It is heartening to read from Theresa May at the Conservative Party conference that heterosexual couples are to be given the option to enter into a civil partnership imminently. Until now, the choice of marriage, cohabitation or civil partnership has only been open to homosexual couples. For reasons of discrimination and equality this needs to change.

It is a small part of a societal shift in western economies to view a union between two adults in much more flexible ways and with a degree of maturity which is to be welcomed. Evidence suggests that divorce rates are decreasing because couples feel under less moral pressure to formalise their relationship. Rather they want to demonstrate commitment and share the responsibilities of life more equally. We are also making these decisions later in life with a little life-experience under our belts. Conversations are taking place between couples about what feels comfortable, in a legal sense as well as for the health of their relationship, much more than previous generations.

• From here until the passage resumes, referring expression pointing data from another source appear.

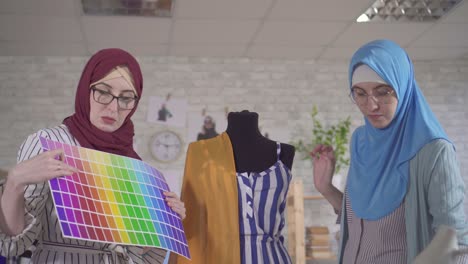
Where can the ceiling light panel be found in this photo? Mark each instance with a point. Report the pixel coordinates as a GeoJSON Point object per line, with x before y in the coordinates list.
{"type": "Point", "coordinates": [407, 10]}
{"type": "Point", "coordinates": [149, 8]}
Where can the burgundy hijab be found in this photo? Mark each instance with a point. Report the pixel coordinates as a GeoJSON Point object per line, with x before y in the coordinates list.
{"type": "Point", "coordinates": [120, 141]}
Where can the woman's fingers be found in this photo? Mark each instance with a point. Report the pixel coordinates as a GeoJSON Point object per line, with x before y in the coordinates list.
{"type": "Point", "coordinates": [175, 203]}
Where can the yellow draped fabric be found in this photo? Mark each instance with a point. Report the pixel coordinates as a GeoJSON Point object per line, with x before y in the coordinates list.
{"type": "Point", "coordinates": [209, 191]}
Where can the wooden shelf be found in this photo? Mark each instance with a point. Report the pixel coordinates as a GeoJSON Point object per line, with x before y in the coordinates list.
{"type": "Point", "coordinates": [295, 218]}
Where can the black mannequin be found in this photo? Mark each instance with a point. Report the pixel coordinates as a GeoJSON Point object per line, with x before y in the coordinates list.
{"type": "Point", "coordinates": [252, 151]}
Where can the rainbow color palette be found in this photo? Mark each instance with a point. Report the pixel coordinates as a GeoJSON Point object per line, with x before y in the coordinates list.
{"type": "Point", "coordinates": [114, 199]}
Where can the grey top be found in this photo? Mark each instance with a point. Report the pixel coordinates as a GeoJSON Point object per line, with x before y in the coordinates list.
{"type": "Point", "coordinates": [435, 197]}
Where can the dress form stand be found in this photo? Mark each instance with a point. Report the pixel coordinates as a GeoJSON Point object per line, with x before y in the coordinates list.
{"type": "Point", "coordinates": [252, 151]}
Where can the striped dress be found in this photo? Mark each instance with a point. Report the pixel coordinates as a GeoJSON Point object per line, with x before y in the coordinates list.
{"type": "Point", "coordinates": [43, 232]}
{"type": "Point", "coordinates": [262, 201]}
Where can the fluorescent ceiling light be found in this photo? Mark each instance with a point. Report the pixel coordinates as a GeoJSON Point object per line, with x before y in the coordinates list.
{"type": "Point", "coordinates": [150, 8]}
{"type": "Point", "coordinates": [407, 10]}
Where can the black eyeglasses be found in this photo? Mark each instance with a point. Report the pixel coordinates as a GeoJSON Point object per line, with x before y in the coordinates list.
{"type": "Point", "coordinates": [105, 98]}
{"type": "Point", "coordinates": [381, 95]}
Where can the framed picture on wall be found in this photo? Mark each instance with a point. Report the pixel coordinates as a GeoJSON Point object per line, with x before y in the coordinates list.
{"type": "Point", "coordinates": [205, 126]}
{"type": "Point", "coordinates": [167, 111]}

Anecdotal evidence leads commentators to predict that it is unlikely there will be an enormous rush of heterosexual couples aching to explore whether entering into civil partnership would suit them better because the reasons for not marrying can be quite narrow: in the Supreme Court decision in favour of Rebecca Steinfield and Charles Keidan, they argued that marriage itself was a patriarchal institution and didn’t reflect a relationship of equals. Not so long ago, brides were simply encouraged to consider whether they would vow ‘to obey’ her husband during the ceremony, so times have changed indeed.

The reason for optimism stems from the perception that couples are choosing their association according to the values that they collectively hold dear and this evolution is resulting in more stable relationships. There is evidence to suggest that people want to formalise their relationships because this is the way ‘best friends’ spend their lives together – and that expressing equality is very important in the modern world, whatever your sexual orientation.

For family lawyers, there are also further potential benefits – more people are talking about taking advice to make sure they are financially secure within a formal structure should their union not make it through difficult times. Family lawyers have spent years attempting to bust the pervasive myth of the ‘common law marriage’ (the illusion that couples gain financial claims if they break up simply by being together for a number of years). By choosing civil partnership or marriage, couples are ensuring that neither of them are potentially left in the lurch practically and financially after years of investing in making their relationship work. There will need to be a proper conversation in those circumstances before both go separate ways. Equally, couples are more willing to explore the benefits of cohabitation agreements and pre nuptial agreements.

Added to this is the feeling that if people are recognising their equality and shared responsibility by getting hitched, perhaps there is a wider societal shift? Will there be a movement towards reducing the injustice stemming from what is expected of us in the workplace? For couples to share their roles in marriage and civil partnership, they must have greater freedoms in their jobs to do so. The knock on effect is to create a more fluid concept of who stays at home to look after children and a fairer system for how time is spent with them when family structures are forced or drift apart.